Whether you’re having a low key Christmas or a fully fledged village sized event, the pressure to purchase is never higher than in the run up to December. Staying within your budget when it comes to presents often feels impossible, so here are some ideas to help stop the Christmas gift spending from spiralling.
1. For big purchases: plan ahead
The arrival of Black Friday and Cyber Monday from our American friends has, for many, increased the consumerist focus of the festive season. On the flip side, these retail events in the run up to Christmas have added to the pressure on brands with fierce competition for our money, meaning that often big purchases can be found at a discounted rate over the Thanksgiving weekend. The key here is to plan ahead: make sure you know what items you are looking for and set up alerts on major retailers so you’re first to see when the sales start. This isn’t the time for impulse purchases, but with foresight you can bag a good deal.
2. Try out second-hand Santa
A few years ago, my family started a tradition which has become central to our Christmas gifting and not only is sustainable and cheap, but hilarious. The idea came from the fact that present buying had become more of a habit than a thoughtful process - and an expensive one, too. The idea is that the adults gift each other something second hand which they own and have enjoyed (such as a book or piece of art) which they believe the recipient will also enjoy. Thoughtful gifting, with zero cost and sustainable too!
3. Look local (plus support your community)

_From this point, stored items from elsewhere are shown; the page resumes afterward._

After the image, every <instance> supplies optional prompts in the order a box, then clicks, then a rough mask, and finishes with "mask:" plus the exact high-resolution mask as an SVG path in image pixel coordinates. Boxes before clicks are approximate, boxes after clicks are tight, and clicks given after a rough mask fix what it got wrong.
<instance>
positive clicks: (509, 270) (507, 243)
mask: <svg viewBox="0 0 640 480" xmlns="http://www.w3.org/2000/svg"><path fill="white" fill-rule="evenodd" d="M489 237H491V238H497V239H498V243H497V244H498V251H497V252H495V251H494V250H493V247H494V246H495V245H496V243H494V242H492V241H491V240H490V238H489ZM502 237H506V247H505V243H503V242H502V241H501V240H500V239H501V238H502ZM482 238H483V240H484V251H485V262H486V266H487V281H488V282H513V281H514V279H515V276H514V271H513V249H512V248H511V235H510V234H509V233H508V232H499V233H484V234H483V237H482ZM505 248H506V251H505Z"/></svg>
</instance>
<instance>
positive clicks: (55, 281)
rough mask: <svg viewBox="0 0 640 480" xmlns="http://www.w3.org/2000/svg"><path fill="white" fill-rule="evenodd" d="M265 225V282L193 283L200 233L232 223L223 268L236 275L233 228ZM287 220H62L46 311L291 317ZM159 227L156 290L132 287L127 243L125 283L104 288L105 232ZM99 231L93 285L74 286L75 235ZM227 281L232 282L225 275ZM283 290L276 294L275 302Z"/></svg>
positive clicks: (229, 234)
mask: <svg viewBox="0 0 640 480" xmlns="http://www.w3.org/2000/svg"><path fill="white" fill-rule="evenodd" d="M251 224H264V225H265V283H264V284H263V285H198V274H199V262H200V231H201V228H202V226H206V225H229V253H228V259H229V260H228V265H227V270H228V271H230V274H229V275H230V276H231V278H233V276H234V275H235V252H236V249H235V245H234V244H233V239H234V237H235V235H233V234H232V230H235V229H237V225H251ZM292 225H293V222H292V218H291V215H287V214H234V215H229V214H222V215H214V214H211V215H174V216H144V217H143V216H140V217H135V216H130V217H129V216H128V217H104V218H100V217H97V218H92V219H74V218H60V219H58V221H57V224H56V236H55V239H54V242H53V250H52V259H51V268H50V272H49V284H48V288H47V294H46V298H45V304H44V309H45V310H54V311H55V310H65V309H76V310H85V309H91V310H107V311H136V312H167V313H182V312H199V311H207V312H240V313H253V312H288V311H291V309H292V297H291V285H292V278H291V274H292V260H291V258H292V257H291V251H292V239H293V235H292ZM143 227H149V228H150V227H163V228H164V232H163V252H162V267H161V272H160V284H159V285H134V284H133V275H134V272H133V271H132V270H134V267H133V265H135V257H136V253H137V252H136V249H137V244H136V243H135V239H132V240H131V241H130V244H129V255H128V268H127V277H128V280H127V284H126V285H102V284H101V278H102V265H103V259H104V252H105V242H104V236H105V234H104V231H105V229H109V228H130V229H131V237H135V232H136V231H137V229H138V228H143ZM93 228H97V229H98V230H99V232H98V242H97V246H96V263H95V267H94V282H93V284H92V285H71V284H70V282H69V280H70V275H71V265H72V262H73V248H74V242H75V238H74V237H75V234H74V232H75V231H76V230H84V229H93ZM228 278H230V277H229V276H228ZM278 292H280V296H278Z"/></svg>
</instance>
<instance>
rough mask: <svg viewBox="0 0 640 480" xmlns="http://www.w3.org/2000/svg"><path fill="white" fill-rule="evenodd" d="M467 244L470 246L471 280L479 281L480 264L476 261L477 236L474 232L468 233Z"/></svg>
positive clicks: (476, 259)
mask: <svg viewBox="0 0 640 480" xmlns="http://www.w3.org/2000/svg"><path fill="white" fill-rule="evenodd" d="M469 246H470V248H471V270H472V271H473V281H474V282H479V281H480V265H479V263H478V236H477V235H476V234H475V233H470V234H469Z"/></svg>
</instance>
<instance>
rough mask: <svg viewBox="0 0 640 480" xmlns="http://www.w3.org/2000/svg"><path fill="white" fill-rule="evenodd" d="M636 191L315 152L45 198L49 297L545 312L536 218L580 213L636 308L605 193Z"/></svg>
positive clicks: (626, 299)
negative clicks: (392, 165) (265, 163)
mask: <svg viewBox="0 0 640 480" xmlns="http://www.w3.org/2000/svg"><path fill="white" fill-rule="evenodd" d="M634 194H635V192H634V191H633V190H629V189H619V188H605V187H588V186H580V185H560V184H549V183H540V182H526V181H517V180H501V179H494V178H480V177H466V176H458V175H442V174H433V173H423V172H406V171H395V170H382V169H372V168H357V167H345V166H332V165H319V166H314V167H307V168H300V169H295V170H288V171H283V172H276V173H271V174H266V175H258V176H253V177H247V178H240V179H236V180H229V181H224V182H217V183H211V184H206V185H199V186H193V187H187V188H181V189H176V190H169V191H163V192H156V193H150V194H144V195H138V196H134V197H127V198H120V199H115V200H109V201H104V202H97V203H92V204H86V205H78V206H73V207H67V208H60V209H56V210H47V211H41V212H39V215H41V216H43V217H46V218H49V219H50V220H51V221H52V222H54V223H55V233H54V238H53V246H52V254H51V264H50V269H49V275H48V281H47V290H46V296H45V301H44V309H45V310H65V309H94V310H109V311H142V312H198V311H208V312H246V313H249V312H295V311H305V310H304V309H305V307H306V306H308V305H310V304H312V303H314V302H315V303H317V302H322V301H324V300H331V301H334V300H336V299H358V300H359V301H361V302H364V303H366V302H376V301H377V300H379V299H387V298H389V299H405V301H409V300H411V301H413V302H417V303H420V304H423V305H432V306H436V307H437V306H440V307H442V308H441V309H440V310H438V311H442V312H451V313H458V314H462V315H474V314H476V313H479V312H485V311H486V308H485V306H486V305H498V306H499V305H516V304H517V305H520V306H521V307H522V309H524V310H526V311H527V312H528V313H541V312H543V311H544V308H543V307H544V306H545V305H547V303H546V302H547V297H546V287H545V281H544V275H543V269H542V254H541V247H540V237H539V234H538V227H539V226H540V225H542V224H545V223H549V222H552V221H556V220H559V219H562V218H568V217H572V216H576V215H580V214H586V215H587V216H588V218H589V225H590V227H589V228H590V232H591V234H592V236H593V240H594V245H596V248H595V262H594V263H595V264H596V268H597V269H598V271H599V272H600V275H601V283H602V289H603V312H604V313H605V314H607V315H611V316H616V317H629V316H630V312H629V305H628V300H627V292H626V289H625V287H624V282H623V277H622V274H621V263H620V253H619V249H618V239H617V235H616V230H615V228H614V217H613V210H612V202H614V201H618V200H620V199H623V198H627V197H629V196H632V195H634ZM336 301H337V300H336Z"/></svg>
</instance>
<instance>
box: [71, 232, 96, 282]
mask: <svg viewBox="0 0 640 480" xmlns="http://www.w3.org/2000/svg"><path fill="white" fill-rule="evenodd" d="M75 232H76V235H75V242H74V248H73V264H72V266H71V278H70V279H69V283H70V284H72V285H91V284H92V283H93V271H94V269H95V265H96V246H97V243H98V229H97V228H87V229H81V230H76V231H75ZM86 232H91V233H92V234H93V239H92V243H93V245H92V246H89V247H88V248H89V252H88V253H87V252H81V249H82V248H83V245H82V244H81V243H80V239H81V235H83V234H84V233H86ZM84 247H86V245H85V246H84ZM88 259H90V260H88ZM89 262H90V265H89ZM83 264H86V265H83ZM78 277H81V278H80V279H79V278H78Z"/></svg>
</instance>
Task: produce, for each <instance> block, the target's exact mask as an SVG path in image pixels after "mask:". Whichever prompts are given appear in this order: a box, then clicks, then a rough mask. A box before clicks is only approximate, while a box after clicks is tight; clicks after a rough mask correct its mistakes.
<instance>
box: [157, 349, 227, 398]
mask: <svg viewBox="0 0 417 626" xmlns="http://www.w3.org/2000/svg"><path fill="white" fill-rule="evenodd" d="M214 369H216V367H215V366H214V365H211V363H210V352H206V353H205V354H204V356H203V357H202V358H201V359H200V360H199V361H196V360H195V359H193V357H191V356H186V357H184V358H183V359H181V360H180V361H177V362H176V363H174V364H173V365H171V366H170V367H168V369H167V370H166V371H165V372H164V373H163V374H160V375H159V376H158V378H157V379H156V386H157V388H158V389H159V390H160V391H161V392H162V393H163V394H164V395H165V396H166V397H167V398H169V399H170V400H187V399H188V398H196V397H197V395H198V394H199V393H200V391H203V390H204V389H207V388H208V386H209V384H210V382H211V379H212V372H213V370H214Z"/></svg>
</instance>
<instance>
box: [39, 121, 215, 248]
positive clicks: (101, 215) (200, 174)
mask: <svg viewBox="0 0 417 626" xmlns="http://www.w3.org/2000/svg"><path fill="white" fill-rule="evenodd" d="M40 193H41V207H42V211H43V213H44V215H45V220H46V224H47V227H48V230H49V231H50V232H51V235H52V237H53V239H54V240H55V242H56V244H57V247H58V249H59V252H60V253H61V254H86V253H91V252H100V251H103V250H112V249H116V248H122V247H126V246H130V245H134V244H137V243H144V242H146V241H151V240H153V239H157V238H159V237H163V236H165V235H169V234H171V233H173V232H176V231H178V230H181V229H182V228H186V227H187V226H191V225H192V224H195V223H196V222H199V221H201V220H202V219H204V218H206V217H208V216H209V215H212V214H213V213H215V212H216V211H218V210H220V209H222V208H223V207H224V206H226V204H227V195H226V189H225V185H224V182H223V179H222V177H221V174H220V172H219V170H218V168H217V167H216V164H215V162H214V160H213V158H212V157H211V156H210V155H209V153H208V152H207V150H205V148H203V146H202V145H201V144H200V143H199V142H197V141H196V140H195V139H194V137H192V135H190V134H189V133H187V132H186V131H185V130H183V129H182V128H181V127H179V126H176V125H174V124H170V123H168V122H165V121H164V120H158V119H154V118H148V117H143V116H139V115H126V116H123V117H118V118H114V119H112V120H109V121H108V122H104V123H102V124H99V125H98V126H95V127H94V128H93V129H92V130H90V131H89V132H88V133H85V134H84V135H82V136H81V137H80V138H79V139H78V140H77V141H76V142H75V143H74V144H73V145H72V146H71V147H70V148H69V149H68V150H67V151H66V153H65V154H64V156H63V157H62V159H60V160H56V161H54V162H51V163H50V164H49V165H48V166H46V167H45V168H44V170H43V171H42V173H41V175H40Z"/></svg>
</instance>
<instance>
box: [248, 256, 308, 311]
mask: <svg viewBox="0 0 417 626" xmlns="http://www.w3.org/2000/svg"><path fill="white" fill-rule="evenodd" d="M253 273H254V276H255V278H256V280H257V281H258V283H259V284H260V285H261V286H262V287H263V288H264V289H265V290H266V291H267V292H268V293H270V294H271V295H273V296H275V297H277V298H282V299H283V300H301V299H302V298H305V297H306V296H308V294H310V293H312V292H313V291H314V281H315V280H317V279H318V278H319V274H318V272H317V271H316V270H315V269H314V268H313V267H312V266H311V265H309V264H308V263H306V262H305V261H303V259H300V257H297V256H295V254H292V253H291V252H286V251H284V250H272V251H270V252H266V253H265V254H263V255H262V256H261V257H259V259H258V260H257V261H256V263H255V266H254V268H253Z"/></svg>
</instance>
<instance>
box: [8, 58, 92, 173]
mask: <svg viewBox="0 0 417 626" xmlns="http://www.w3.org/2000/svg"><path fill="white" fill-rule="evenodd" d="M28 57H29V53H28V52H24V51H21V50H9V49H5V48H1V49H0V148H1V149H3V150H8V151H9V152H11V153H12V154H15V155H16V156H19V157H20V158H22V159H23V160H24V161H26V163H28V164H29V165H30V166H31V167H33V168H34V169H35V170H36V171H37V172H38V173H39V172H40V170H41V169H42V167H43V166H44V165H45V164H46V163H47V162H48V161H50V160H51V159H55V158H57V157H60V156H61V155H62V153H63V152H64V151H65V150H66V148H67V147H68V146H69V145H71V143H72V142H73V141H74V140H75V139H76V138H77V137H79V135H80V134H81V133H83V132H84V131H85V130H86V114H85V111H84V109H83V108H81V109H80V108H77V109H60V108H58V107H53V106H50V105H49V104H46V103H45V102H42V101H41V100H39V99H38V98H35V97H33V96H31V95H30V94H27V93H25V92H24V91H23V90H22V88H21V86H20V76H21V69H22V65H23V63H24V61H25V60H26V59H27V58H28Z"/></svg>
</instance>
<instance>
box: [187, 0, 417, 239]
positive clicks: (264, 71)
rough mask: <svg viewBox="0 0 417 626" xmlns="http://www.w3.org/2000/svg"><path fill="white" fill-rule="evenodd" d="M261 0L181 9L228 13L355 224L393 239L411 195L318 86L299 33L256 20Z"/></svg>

Another approach for Christmas present shopping is a theme: shopping locally is a great idea to limit your spending potential and more importantly, support independent retailers and stores which are continually facing pressure from online retail giants. Whilst like for like products may not be cheaper in independent shops, setting yourself the task of buying everyone a gift from your nearest town will limit the gift options and overall, you are likely to spend far less than an Amazon trawl or a John Lewis haul. Plus you will be able to chat to the owners of the stores who you are supporting, which is reason enough to stay local.
4. Spark your creativity
Often the most thoughtful gifts aren’t the most expensive, but the gifts where time and effort have been poured into creating them. If you have a penchant for baking, pottery or any craft then you can consider making the most of your skills this Christmas and gifting your friends and family homemade presents. Personally I’m a complete foodie so the prospect of receiving homemade cakes or chocolate truffles make me extremely happy! Yes, they do require more time than a quick online order but loved ones always appreciate knowing that a little extra thought and work has gone into a gift.
5. Wrap up an IOU
Stick with me here. As an adult, Christmas is far less about the gifts - mostly, it’s about quality time to relax with friends and family (as well as all of the food, obviously). Whilst giving gifts is still an integral part of Christmas for many of us, I’ve found that receiving presents on Christmas day has become far less important and I have an appreciation that financial situations can often make the pressure around Christmas gifts challenging. It may not work for all but where the timing of presents is less critical, consider writing IOUs to your loved ones in the knowledge that sales will go full scale on Boxing Day and you can purchase their presents with less stress on your bank account.